İnsanlar cennette sonsuz yaşamasıyla ebedilik özelliği kazanmaz mı? Allah'ta akıl varsa sınırlı da olsa insanda da vardır. Bu yönüyle insanlarla benzerliği yok mudur?

Tarih: 11.05.2011 - 12:14 | Güncelleme:

Cevap

Değerli kardeşimiz,

1. Allah'ın ebedi olması, kendi zatının bir özelliğidir. Cennet, cehennem ve içindekilerin ebedi olması ise, Allah'ın ebediyen var etmesiyle devam edecektir.

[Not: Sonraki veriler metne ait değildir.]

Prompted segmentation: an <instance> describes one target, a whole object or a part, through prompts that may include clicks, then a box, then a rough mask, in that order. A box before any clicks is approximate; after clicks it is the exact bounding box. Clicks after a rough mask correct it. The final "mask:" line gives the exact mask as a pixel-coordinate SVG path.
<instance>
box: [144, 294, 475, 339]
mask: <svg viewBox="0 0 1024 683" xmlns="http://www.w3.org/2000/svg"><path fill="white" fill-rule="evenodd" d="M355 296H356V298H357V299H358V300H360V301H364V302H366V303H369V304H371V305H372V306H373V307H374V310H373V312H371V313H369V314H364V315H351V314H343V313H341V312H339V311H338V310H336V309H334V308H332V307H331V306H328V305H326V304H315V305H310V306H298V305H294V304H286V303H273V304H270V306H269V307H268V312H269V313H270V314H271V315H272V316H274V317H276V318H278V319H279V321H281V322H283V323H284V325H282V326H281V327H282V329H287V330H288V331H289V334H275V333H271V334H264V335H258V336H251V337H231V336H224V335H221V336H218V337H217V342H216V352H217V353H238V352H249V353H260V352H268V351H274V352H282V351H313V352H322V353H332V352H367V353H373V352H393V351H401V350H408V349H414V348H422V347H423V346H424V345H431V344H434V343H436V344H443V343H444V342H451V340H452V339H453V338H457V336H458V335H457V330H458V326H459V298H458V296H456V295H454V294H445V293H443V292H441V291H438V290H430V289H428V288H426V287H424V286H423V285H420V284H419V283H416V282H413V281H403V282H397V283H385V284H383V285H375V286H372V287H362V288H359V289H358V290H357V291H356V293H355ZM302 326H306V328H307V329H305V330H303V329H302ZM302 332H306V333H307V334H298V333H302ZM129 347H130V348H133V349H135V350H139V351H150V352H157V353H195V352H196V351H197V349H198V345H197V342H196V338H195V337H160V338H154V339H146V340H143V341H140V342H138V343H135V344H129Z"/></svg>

Mesela, güneşin ışığı, ısısı ve renkleri kendindendir. Dünyadaki ısı, ışık ve renkler güneştendir. Güneş bu özelliklerini dünyada devam ettirdiği müddetçe, bu güzellikler var olmaya devam edecektir. Ama bu güzellikler dünyanın kendine ait değildir, güneşe aittir.

İşte bunun gibi, bizatihi ebedi olan Allah'tır. Cennet, cehennem ve içindekilerin ebediliği ise, Allah'ın ebediyen var etmesi ve devam ettirmesiyle olacaktır. Bu sebeple aralarında bir zıtlık söz konusu değildir. Allah'ın ebediliği zatidir, kendine aittir, insanın ve diğerlerinin ebediliği arizidir. Allah'ın devam ettirmesi ve ebediyen var etmesiyledir.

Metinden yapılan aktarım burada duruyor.